“Coal-fired plants – what do they mean to us?”
By Beverly Franco – Los Angeles Environmentalist / Activist
I often ask myself, if we are burning coal to provide electricity, where does the coal come from and at what cost? Not just the cost in dollars, but in social and natural capital.
Social capital is the human equation that we need to include and consider in every decision. Add natural capital – which is the impact of the decision and/or project on nature. Both of these need and must be considered before focusing on the financial capital of any undertaking, no matter what it is or involves.
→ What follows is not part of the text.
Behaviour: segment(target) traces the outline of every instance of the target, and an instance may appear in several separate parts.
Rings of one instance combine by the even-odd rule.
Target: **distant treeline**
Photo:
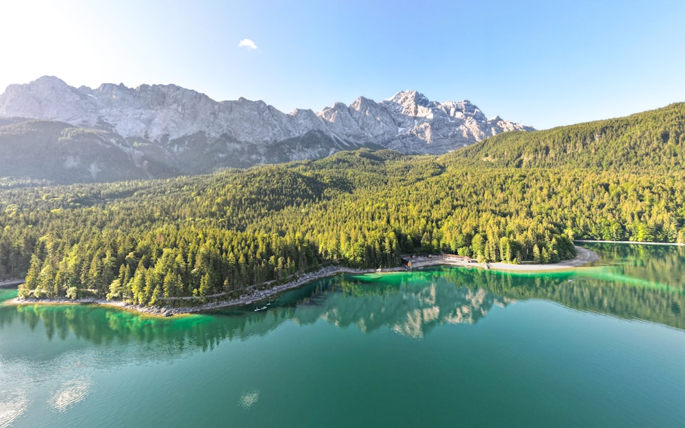
[[[668,129],[668,138],[656,125],[645,131],[661,136],[650,162],[682,160],[682,125]],[[535,146],[539,135],[442,157],[361,150],[206,176],[0,190],[0,277],[25,275],[22,295],[157,305],[322,264],[397,266],[403,253],[548,263],[572,257],[573,238],[685,242],[685,174],[623,171],[620,135],[602,152],[614,156],[606,171],[573,158],[542,168],[543,155],[533,166],[464,157],[509,153],[507,138]]]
These two very important and vital capital investments should rule and guide all of our decisions, whether its here or in another country – around the world. Each person’s humanity needs to be considered, as well as the natural world we all live in. Can we afford the long-term costs in the human equation?
So, we are back to coal – that black stuff that I remember watching come down the coal shute into the basement which was part of our house in Madison, Wisconsin. My understanding of what it did was limited by this 8 year old’s simple and as yet, uneducated mind. I knew my aunt and uncle used it to heat this large two-story house we lived in. I don’t recall being cold, so guess it did the job. I wasn’t into questioning then. Now, I’m trying make up for lost time.
Now my understanding and my questioning has broadened and I want to know where the coal comes from for the carbon-producing coal-fired plants and what is the damage to acquire that coal? The damage to the miners who have gone down into the mines for many years – it’s a living, but the end result for those miners was and is black-lung disease, which means a reduced quality of life and early death.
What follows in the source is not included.